My concern about you sightseeing in Oplontis (and possibly Boscoreale and Stabia) is not the danger factor. Rather, I myself drove there by car and had to go three times before I actually found the places. Unlike Mt. Vesuvius & Pompeii, which are easy to get to, Oplontis is darn hard to find and you could end up taking several hours roaming around, asking, asking, and still searching for the ruins. I would suggest either having a really good map with you and charting out your walk beforehand, or negotiating a reasonable fee with a cab driver to take you there for an afternoon or asking at the hotel if they have a tour or a recommendation for a tour guide.

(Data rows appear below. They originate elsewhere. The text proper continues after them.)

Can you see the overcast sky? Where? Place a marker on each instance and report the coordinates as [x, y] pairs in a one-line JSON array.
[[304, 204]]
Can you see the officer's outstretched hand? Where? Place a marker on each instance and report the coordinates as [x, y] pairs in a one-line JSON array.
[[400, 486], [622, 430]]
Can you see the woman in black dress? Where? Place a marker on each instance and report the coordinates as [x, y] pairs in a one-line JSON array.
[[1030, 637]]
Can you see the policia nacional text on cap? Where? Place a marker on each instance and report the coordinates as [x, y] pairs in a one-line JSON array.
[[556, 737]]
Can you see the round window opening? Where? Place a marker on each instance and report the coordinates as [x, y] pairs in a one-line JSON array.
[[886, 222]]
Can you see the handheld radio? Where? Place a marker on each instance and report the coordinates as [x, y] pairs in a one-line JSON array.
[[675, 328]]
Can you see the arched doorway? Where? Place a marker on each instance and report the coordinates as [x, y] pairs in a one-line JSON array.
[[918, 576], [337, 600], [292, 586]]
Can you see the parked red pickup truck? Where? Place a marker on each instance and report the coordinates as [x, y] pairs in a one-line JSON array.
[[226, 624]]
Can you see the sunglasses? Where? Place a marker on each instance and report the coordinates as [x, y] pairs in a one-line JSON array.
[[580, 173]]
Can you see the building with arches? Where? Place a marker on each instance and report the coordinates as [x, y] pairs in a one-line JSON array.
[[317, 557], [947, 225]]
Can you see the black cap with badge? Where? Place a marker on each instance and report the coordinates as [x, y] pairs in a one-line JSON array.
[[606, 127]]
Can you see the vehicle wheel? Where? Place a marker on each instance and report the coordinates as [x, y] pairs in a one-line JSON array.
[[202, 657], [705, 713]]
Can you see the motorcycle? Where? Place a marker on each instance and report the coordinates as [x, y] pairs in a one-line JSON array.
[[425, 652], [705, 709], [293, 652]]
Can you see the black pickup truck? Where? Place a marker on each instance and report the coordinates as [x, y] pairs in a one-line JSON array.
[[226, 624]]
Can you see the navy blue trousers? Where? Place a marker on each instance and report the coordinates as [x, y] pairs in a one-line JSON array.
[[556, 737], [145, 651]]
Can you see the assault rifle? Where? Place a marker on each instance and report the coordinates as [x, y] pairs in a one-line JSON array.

If you can find a cab or a driver, it will be one of the most worthwhile experiences of a lifetime. Pompeii and Herculaneum are definitely amazing. But in Oplontis and Stabia, the villas are incredibly well preserved with the frescoes on the walls still in tact. Plus, very few tourists take the time to go there, so you'll find that you aren't amidst a large number of people. It will feel like Poppaea and Nero are going to walk down a hall to greet you at any moment.